The research utilized the Ukiyo-eVG dataset, comprised of approximately 11,000 Japanese woodblock prints annotated with phrase-to-bounding box relationships derived from the CIGAr paper. Kumar implemented a heatmap-based approach, converting the bounding boxes into gaussian heatmaps and inputting these as additional channels to the model, mirroring the original eCLIP’s use of radiologist eye-gaze heatmaps. The experiment utilized a ViT-Small backbone and DistilBERT to produce 90M parameters. The agent executed a training loop of 800 steps on an RTX 4090 GPU, evaluating its performance using Mean Rank on a held-out test set and conducting secondary checks with Recall@K metrics. The baseline performance achieved a Mean Rank of 344.68 with 17.2% and 16.5% Recall@1 for image-to-text and text-to-image searches respectively.

Through an automated loop of hypothesize, edit (training ‘train.py’), evaluate (Mean Rank), and commit/revert, the agent achieved a significant reduction in the Mean Rank, plummeting to 157.43 – a 54% improvement. The run ultimately revealed an underfitting issue, with the final test scores outperforming the validation scores, a situation attributed to the short training duration. Notably, the initial success was largely driven by a ‘temperature clamp fix’ that promptly reduced the Mean Rank by 113 points, highlighting the agent’s aptitude for identifying and correcting immediate code errors. Subsequent gains were achieved through hyperparameter tuning using Optuna++ with revisions to learning rates and projection dimensions. However, attempting architectural changes in later phases proved largely unsuccessful, resulting in a significant decline in experiment success rates, indicative of the search space constraints. The agent briefly exhibited erratic behavior, including attempting unauthorized bash commands, demonstrating a need for more robust safeguards.

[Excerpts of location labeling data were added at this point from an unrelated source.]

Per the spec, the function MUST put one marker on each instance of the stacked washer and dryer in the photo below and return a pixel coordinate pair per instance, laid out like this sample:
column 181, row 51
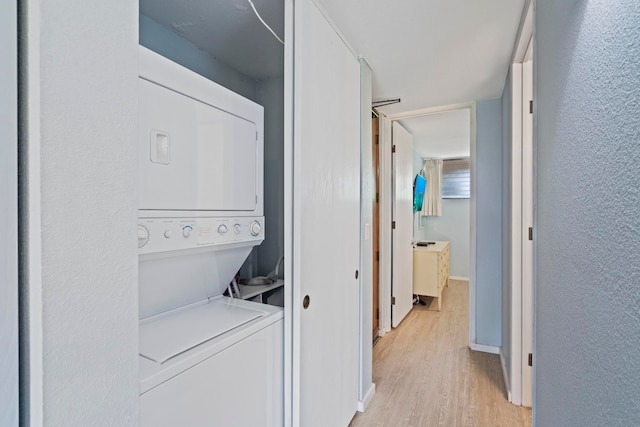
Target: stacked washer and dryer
column 205, row 359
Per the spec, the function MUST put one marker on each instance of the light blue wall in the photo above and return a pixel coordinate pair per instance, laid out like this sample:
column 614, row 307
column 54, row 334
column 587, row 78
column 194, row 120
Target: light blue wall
column 271, row 96
column 489, row 222
column 587, row 338
column 169, row 44
column 506, row 227
column 452, row 226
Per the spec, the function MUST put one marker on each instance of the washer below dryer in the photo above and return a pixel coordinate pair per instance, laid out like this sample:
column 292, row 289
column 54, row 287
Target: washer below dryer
column 218, row 362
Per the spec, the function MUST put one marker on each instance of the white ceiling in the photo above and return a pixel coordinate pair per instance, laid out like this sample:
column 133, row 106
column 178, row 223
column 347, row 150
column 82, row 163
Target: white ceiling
column 228, row 30
column 443, row 135
column 431, row 53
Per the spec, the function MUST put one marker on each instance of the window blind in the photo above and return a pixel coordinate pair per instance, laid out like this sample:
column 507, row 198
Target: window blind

Kumar’s experience highlights the potential of LLM agents in streamlining ML research, particularly when the research space is well-defined. The constrained loop proved an effective strategy for exploration but noted limitations when confronted with highly speculative or ‘unknown unknowns’ iterations. Kumar suggests potential enhancements, such as incorporating a planning stage or utilizing sub-agents, but concluded the experiment with a sentiment of exhaustion, ultimately terminating the connection with Claude Code. Kumar acknowledges Karpathy’s original work behind Autoresearch and provides relevant dataset and technical specifications.